We must realize that while we are still on this fallen earth, suffering and hardships will be our companions. And even as we face the reality of suffering, we can wait expectantly for the day when “No longer there will be any curse” (Rev. 22:3). Until then suffering will exist.
Have you heard someone tell you that your suffering, sickness or financial struggle is a result of a generational curse or a sin you committed which opened the door to the curse? They say, “Maybe you were part of a ritual or an offering to a god as a child, and therefore you are facing the consequences now.” According to them, that curse needs to be found and then broken if you are to be free from its consequences. When such things are put before believers, they are often confused or start to think there could be some truth in this kind of reasoning. As always, a good question to ask as a thumb rule is: What does the Bible say about this?
1.The Curse of Sin. Man was commanded not to eat of the fruit of the tree of knowledge of good and evil, and was told that the consequence of disobedience would be that he would surely die (Gen. 2:17). However, Satan lied and convinced Eve (and Adam) to eat the fruit anyway (Gen. 3:4). When the first man Adam sinned and fell into sin, it brought the curse of sin over all humanity. Everyone has been plagued with sin since the fall. Not only was man under the curse of sin, but the whole creation is also groaning under this curse (Rom. 8:19-21). Sin brought in suffering, sickness and death. All suffering today either directly or indirectly exists therefore because of the fall of man into sin. Therefore, all of creation waits and longs to be rescued from sin (Rom. 8:19-21). This means it is not incorrect to say that we are all affected by the curse which was brought about by sin.

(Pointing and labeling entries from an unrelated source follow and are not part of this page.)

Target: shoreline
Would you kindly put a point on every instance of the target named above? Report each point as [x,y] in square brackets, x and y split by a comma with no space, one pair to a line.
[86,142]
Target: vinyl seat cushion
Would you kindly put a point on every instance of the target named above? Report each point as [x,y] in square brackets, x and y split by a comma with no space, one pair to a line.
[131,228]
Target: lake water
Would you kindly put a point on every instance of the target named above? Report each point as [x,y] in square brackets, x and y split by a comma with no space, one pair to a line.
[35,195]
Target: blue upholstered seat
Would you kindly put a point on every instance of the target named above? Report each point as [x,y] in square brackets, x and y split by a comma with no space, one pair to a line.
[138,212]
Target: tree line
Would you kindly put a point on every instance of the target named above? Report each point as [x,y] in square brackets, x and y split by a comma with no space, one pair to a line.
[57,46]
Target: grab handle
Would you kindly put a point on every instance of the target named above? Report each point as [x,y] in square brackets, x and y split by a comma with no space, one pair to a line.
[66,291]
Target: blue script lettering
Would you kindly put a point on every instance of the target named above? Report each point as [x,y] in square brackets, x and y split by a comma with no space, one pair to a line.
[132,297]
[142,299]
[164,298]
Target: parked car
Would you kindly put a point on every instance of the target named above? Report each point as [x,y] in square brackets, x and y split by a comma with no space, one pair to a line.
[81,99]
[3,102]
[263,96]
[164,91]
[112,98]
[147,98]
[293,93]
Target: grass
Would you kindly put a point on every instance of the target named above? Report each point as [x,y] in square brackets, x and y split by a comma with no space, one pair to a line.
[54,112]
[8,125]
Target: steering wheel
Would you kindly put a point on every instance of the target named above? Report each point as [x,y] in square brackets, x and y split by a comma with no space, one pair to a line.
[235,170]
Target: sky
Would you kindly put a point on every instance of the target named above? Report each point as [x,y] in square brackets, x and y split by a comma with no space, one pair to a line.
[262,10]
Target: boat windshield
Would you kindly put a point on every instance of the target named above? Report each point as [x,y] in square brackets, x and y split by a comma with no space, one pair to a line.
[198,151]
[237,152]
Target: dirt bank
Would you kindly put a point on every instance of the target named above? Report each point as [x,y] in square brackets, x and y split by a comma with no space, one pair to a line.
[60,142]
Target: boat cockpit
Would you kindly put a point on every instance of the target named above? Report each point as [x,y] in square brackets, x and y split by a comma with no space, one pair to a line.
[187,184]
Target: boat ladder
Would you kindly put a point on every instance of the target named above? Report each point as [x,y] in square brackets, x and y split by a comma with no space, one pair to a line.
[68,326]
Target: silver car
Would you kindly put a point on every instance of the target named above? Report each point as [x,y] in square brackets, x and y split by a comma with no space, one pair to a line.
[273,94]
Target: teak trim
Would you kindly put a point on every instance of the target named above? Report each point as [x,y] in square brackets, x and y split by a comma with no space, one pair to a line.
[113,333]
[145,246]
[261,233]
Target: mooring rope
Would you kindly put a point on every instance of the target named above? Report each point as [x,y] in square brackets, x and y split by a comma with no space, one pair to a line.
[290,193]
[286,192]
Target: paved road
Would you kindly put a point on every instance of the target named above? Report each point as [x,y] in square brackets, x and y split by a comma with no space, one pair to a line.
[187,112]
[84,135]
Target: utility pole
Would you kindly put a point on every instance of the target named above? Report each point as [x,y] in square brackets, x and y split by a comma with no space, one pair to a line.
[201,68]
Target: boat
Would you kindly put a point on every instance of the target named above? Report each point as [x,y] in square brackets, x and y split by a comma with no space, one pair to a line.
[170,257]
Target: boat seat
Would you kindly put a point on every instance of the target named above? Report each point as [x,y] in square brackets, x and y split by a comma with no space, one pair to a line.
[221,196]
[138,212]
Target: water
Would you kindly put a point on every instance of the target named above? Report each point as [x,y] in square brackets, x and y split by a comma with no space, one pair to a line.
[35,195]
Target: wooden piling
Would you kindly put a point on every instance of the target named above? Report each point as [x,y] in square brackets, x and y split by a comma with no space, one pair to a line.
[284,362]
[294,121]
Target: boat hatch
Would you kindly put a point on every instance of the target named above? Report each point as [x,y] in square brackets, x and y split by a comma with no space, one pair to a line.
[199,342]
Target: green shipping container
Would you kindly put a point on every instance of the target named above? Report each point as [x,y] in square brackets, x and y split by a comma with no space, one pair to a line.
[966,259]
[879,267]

But the question is, do Christians face certain sufferings because of curses incurred by past indiscretions (either of themselves or of their ancestors)?
2. A New Creation.As we seek to think this through, let’s start with a foundational question: Who is a Christian? A Christian is one who has put their trust in Christ, who has repented of their sins and has understood that apart from Christ there is no other way to be saved, that Christ is the only way. A Christian is one whom God has rescued from sin and death through the suffering and death that Christ endured on the cross.
Paul, writing to Christians in Rome, says “There is therefore now no condemnation for those who are in Christ Jesus. For the law of the Spirit of life has set you free in Christ Jesus from the law of sin and death. For God has done what the law, weakened by the flesh, could not do. By sending his own Son in the likeness of sinful flesh and for sin, he condemned sin in the flesh, in order that the righteous requirement of the law might be fulfilled in us, who walk not according to the flesh but according to the Spirit”(Rom. 8:1-4 ).
The first Adam brought sin into the world, while the Second Adam (Christ) overcame sin and death at the cross.